CURIE Pierre et Marie

Marie Curie, de son véritable nom Maria Salomea Skłodowska, née à Varsovie le 7 novembre 1867, morte au sanatorium de Sancellemoz situé à Passy, Haute-Savoie le 4 juillet 1934, est une physicienne et chimiste française d'origine polonaise. En 1911, elle obtient le prix Nobel de chimie pour ses travaux sur le polonium et le radium. Elle est la seule femme à avoir reçu deux prix Nobel et la seule parmi tous les lauréats à avoir été récompensée dans deux domaines scientifiques distincts. 

Pierre Curie, son époux, né à Paris le 15 mai 1859, mort à Paris le 19 avril 1906 est un physicien français. Il est principalement connu pour ses travaux en radioactivité, en magnétisme et en piézoélectricité. 

Pierre Curie et Marie Curie reçoivent une moitié du prix Nobel de physique de 1903 (l'autre moitié est remise à Henri Becquerel) pour leurs recherches sur les radiations : « en reconnaissance des services extraordinaires qu'ils ont rendus par leur effort conjoint de recherches sur les phénomènes des radiations découvertes par le professeur Henri Becquerel ». 

Marie Skłodowska arrive en France à l'âge de vingt-quatre ans pour suivre des études de sciences. 

Lors de ses recherches sur le magnétisme, elle rencontre Pierre Curie. 
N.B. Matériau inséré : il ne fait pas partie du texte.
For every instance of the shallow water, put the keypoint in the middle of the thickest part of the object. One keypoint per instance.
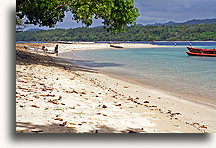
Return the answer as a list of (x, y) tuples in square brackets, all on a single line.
[(166, 68)]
Le 26 juillet 1895, à 11h30, Michel Charaire, maire de Sceaux, procède en la salle des mariages de la Mairie, à l'union de Pierre Curie et Marie Skłodowska. La cérémonie a lieu dans la plus stricte intimité. La jeune mariée est âgée de 28 ans et réside à Paris avec son père. Pierre Curie est alors professeur à l'école de physique et de chimie de la ville de Paris. Il habite Sceaux chez ses parents avec ses deux frères. C'est en 1892 qu'Eugène Curie, le père de Pierre, s'installe à Sceaux, il loue une petite maison avec jardin au 13 rue des Sablons. 

Le jeune couple, après leur mariage emménage rue de la Glacière à Paris. Le week-end, ils prennent régulièrement le train Paris-Orléans pour Sceaux où ils visitent la famille de Pierre et s'adonnent aux joies de la campagne. Au premier étage de la maison paternelle une chambre leur est réservée pour y travailler en toute tranquillité. 

En 1906, Pierre Curie meurt accidentellement sous les roues d'un véhicule parisien. Il sera inhumé le 19 avril 1906 dans le cimetière communal de Sceaux où repose déjà sa mère. Les obsèques se déroulent dans la plus stricte intimité. Dans l'assistance, on remarque cependant la présence discrète d'Aristide Briand, ministre de l'Instruction publique. 
Après ce décès, Marie revient vivre à Sceaux afin d'y retrouver une ambiance familiale loin de la célébrité de la capitale. Elle s'installe avec ses deux filles, Irène et Eve, dans une maison meublée au 6 rue du Chemin de Fer, aujourd'hui rue Jean Mascré. Une gouvernante polonaise veille sur les enfants alors que Marie se rend quotidiennement à son laboratoire du Quartier latin. Son beau-père, Eugène, emménage en 1907 avec elles dans un pavillon indépendant à la même adresse. 

Marie poursuit ses travaux, elle devient la première femme ès sciences et la première femme professeur à la Sorbonne. 

La première guerre mondiale et les répercutions du prix Nobel éloignent Marie Curie de Sceaux. Elle s'engage dans la Croix rouge et part accompagnée de sa fille Irène sur le front pour soigner les blessés. 

A la fin de sa vie, alors très malade, elle décide de se faire construire une maison bien à elle à Sceaux. Elle fait dresser des plans et établir des devis. Mais la mort l'emportera avant que la maison soit achevée. Le vendredi 6 juillet 1934, à midi, sans discours ni cortège, Marie Curie est inhumée selon sa volonté au côté de Pierre Curie dans le cimetière de Sceaux.

La Ville de Sceaux honorera à plusieurs reprises la mémoire des deux savants :

  • le Conseil municipal décide au cours de sa séance du 23 février 1907 de donner le nom Pierre Curie à la rue des Sablons,
  • en 1936, sous le ministère de Léon Blum, le lycée de jeunes filles de Sceaux prend le nom de Marie Curie,
  • le 22 octobre 1950, à l'occasion du cinquantième anniversaire de la découverte du radium, une plaque commémorative est apposée rue jean Mascré et rue Pierre Curie,
  • Enfin le 19 avril 1995, un hommage a été rendu devant la sépulture familiale au cimetière municipal à l'occasion du transfert des cendres de Pierre et Marie Curie au Panthéon le 20 avril 1995.